The concept of leader traits and attributes is an old one, predating the scientific study of leadership and reaching back into antiquity, across several civilizations. For example, in Chinese literature from the 6th century B.C., Lao-tzu described the qualities of effective leaders. The wise leader, according to Lao-tzu, was to be selfless, hardworking, honest, able to time the appropriateness of actions, fair in handing conflict, and able to "empower" others (Zaccarro et al., 2004, p.101).

Early and medieval mythology (for example, Homer's Iliad and Odyssey; Alfred, Lord Tennyson's Idylls of the King) focused on the attributions of heroes, whereas biblical writing emphasized wisdom and service to others as leadership qualities (Zaccarro et al., 2004, p.101).

Plato's Republic emphasized that in the ideal nation-sate, effective leaders used reasoning capacities and wisdom to lead others. He offered a lifelong "assessment plan" to help select such leaders (Zaccarro et al., 2004, p.101).

His student Aristotle argued in Politics that leaders were to help others seek virtue; they would do so by themselves being virtuous. He offered a plan for educating future governors (Zaccarro et al., 2004, p.101).

Niccolo Machiavelli, in The Prince, defined power and the ability of leaders to understand social situations and to manipulate them in practice of leadership as key leader attributes. Contrary to Aristotle, Machiavelli suggested slyness as a leader attribute, prescribing that leaders use less than virtuous means of gaining power and social legitimacy if more virtuous means were inadequate (Zaccarro et al., 2004, p.101).

Notions about leader qualities could be found in early Egyptian, Babylonian, Asian, and Icelandic sagas.
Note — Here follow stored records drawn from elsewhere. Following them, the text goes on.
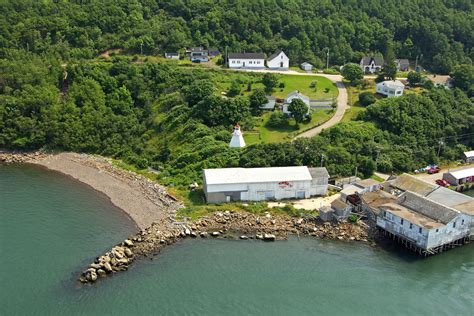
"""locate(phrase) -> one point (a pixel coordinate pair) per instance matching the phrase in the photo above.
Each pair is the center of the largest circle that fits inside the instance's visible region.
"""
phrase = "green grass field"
(325, 88)
(265, 134)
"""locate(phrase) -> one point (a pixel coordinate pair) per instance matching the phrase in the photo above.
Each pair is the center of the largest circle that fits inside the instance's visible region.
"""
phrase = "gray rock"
(95, 266)
(128, 252)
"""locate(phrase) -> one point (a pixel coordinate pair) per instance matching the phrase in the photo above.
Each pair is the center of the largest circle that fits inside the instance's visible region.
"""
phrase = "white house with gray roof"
(246, 60)
(259, 184)
(278, 60)
(390, 88)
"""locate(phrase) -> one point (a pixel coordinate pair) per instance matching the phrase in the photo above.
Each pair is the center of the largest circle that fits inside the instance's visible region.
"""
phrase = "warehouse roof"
(256, 175)
(319, 172)
(466, 207)
(427, 207)
(411, 216)
(448, 197)
(461, 174)
(366, 183)
(408, 182)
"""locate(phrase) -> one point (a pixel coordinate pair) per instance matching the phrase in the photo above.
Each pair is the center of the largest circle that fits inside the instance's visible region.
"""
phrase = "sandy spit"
(145, 201)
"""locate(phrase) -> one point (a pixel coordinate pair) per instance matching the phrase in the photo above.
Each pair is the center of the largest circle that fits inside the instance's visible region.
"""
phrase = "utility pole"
(440, 143)
(327, 59)
(377, 159)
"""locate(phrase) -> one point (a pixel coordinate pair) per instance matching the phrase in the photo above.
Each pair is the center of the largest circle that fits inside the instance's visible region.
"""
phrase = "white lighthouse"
(237, 138)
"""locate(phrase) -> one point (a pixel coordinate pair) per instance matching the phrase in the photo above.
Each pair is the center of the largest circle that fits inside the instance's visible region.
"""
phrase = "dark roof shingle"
(246, 56)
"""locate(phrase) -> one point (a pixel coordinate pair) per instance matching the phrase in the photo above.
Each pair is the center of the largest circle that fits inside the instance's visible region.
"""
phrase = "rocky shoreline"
(154, 210)
(150, 241)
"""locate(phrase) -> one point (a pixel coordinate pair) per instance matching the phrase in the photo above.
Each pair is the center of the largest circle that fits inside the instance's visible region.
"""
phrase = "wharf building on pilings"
(425, 218)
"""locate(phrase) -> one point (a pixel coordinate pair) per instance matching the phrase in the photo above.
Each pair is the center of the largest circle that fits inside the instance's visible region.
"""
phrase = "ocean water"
(51, 227)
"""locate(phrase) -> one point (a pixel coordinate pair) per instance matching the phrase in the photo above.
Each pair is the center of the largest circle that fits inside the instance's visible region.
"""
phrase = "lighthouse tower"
(237, 138)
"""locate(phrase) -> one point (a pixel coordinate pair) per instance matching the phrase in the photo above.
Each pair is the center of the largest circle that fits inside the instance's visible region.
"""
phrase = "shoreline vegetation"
(154, 211)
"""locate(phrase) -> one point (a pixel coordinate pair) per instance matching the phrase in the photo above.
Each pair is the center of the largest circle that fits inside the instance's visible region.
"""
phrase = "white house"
(306, 66)
(423, 223)
(390, 88)
(279, 60)
(259, 184)
(172, 55)
(371, 64)
(469, 156)
(237, 140)
(402, 64)
(246, 60)
(295, 95)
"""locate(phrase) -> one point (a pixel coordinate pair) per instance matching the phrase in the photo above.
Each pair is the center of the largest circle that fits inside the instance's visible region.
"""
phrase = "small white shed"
(390, 88)
(279, 60)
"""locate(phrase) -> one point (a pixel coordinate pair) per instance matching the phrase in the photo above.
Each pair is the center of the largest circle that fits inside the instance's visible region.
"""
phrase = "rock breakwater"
(232, 225)
(21, 157)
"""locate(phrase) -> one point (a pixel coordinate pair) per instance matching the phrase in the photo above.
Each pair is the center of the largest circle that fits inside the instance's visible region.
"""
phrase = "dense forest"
(171, 118)
(439, 33)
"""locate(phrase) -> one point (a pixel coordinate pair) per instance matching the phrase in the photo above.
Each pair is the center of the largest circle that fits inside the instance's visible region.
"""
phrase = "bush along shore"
(232, 225)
Wondering about and identifying the qualities of the effective leader, the great hero, or the wise monarch, then preoccupied the earliest thinkers and storytellers (Zaccarro et al., 2004, p.101).

These early writings from antiquity to the first part of the 20th century attest to the enduring and compelling notions that leaders have particular qualities distinguishing them from non-leaders, and that these qualities can be identified and assessed.(Zaccarro et al., 2004, p.101).